Genesis of M6's Datalake

Genesis of M6's Datalake

At M6 we work hard to leverage Data to help our ad sales team, our CRM teams and our product innovation process. Over the past 2 years, we have gone from using a market DMP to creating our second Hadoop platform. We now feel that our stack is stable, reliable and scalable so it feels like the right time to share our experience with the community.

![Cerebro]”./logo_cerebro.png)

Step 1: embracing the DMP

Our first use case was to monetize data through targeted publicity. We decided to start by installing a DMP (Data Management Platform) because it was a very fast solution to deliver our major needs, in particular :

The match seemed quite obvious and there’s a good reason for that: DMPs are designed for this use case above all others.

We chose Krux (now Salesforce) and deployed it over our ~30 sites and applications. Installing Krux on our network and plugging it to our video and display adservers ended up taking a few months and a decent effort. Convincing all our teams that the increase in ad revenue would make it worth the development time and the negative impact on webperf wasn’t trivial, but got through thanks to our top management sponsoring. Once on the job, the deployment was quite smooth on the web and mobile apps, but validating the quality of the ingested data turned out to be an endless project.

At the end of the day, Krux’s DMP did the job. In November 2015 we launched Smart6tem, our Data platform & advertisement offer based on segments (announcement here, articles here here or here). This move had a very positive effect on our advertisement market, and allowed to start making Data mean something at M6. To give some detail of our use of the DMP, it turned out building our own segments was very successful, but we didn’t use any 3rd party interconnection because we didn’t find any valuable Data to buy and didn’t want to reduce the value of our own Data by sharing it out.

Krux’s segment builder

Krux’s segment builder

Once the Advertisement use case was out in the market, we moved our efforts towards leveraging the DMP for our CRM teams. The rationale was simple: targeted emails are more efficient than newsletters. We were hoping to reduce the email pressure on our users while increasing the performance both for revenue and traffic.

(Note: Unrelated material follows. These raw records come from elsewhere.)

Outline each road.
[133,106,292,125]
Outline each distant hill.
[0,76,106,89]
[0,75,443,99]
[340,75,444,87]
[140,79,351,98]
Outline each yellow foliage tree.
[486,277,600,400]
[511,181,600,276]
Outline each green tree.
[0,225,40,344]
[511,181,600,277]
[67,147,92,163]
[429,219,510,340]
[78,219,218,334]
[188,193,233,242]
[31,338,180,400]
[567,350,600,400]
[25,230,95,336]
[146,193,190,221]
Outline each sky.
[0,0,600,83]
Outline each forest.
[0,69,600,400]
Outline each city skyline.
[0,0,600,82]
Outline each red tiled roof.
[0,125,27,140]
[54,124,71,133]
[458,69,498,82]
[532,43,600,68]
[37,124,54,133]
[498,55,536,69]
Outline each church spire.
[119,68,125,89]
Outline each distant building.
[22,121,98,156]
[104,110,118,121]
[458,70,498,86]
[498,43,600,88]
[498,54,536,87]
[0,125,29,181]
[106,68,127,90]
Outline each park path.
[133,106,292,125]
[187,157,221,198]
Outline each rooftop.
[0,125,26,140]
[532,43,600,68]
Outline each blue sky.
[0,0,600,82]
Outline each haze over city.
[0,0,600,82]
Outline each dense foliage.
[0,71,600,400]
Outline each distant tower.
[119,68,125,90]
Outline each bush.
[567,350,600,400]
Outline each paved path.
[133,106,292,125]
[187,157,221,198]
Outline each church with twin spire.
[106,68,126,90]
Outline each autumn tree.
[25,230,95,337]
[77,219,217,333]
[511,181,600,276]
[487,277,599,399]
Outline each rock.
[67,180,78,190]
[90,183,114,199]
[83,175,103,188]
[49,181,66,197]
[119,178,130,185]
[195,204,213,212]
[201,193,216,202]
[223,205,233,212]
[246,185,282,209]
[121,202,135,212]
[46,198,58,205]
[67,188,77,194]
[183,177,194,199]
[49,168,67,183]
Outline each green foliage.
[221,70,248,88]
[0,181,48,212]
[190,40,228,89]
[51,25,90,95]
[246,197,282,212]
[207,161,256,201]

Step 2: first round testing Hadoop

Having a DMP is both a great accomplishment and frustrating. It’s great because you can start to combine the use of your service with the user profiles to produce segments and activate use cases to address them. But for CRM, the workflows to plug segments into our emailing systems weren’t native and we needed to build some custom workflows. No rocket science, but when we first received a 2 Billion line file for the user/segment map that we needed to filter and convert into another format, our developers went grumpy. We also got frustrated very fast because we wanted to start to extract some unpreceded analytics insights combining our user knowledge (our major service, 6play had just switched to fully logged-in users) with usage stats or with external sources like our adserver logs. Advanced analytics was clearly not the field of Krux. Last but not least came some limitations (either due to the design of Krux or the pricing):

At this point, Hadoop came in as an evidence, so we created our first cluster. The process of creating this proof of concept cluster was pretty much a black box for us since we charged a partner with the job. We ended up with the following setup, all hosted by AWS :

Nothing crazy but that brought us into the world of Hadoop, and that was a major move. We also staffed our first Data Scientist to start to explore our Data and imagine use cases.

Our first steps in Hadoop were hesitant, but within a few months, we had created our first Data Lake, our targeted CRM was live and we had produced a few dozen dashboards providing unpreceded insights throughout the company. From the business perspective, it was a success. For the people who got their hands on a Data Lake for the first time the experience was ground breaking. For the first time, we could connect information from half a dozen different tools seamlessly. An example: finding how many ads were seen by women from 25 to 49 years old during the NCIS TV show. Before the Data Lake, this would have been impossible. The closest we could get would take the following process :

As you can see, combining information between our ecosystems involved some very manual processes and could only lead to approximations, so basically we never did them.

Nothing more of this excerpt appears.